> "With Ubuntu, I would’ve had to upgrade (...) five times to end up with the latest LTS release.* And these release upgrades don’t always go smoothly either."
I read this in the exact moment I was upgrading to 22.04.1 end it stopped due to lack of space in /boot. A rare case of synchronicity in my life.
Ah, lack of space in /boot, the "bye-bye regular user" issue that was finally solved for apt upgrade some time in 201x, but apparently nobody bothered to ensure it does not happen in dist-upgrade. The year of Linux Desktop is just one decade away now.

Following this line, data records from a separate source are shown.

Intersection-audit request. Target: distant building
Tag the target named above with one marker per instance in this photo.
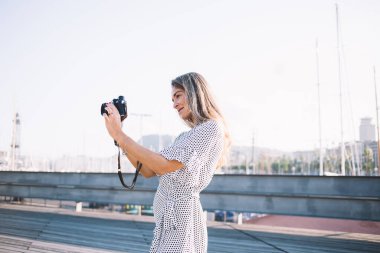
(367, 130)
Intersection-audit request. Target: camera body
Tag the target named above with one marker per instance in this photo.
(121, 106)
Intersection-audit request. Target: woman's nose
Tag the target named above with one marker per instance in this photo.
(175, 104)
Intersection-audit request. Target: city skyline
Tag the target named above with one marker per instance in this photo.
(61, 60)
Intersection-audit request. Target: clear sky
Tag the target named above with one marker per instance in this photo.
(59, 60)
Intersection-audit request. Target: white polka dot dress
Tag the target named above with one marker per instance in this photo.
(180, 222)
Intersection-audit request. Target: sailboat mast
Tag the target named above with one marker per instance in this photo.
(377, 119)
(319, 111)
(342, 154)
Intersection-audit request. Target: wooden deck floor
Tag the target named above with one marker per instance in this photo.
(42, 229)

you have to run apt --autoremove or something. If you don't, debian/ubuntu updates will get slower and slower as it has to rebuild some index for every kernel available on the system. Removing all of the kernels you're no longer using fixes the storage space issue, but i am unsure if apt will freak out if it can't find a kernel it thinks is installed. apt --autoremove will uninstall and de-index all of the old kernels for sure, though.
Yes, I even added --purge to gain an extra notch in the process, but it all fell 37MB short in space. The next alternative is to shrink /home and expand /boot, but (2) I would have to do it via an USB booted Ubuntu, but (3) my SSD has LUKS, so I don't know how gparted would deal with it. I feel the risk of losing some data... I do have backups, but (4) not the time nor the patience to go through all this.
I read this in the exact moment I was upgrading to 22.04.1 end it stopped due to lack of space in /boot. A rare case of synchronicity in my life.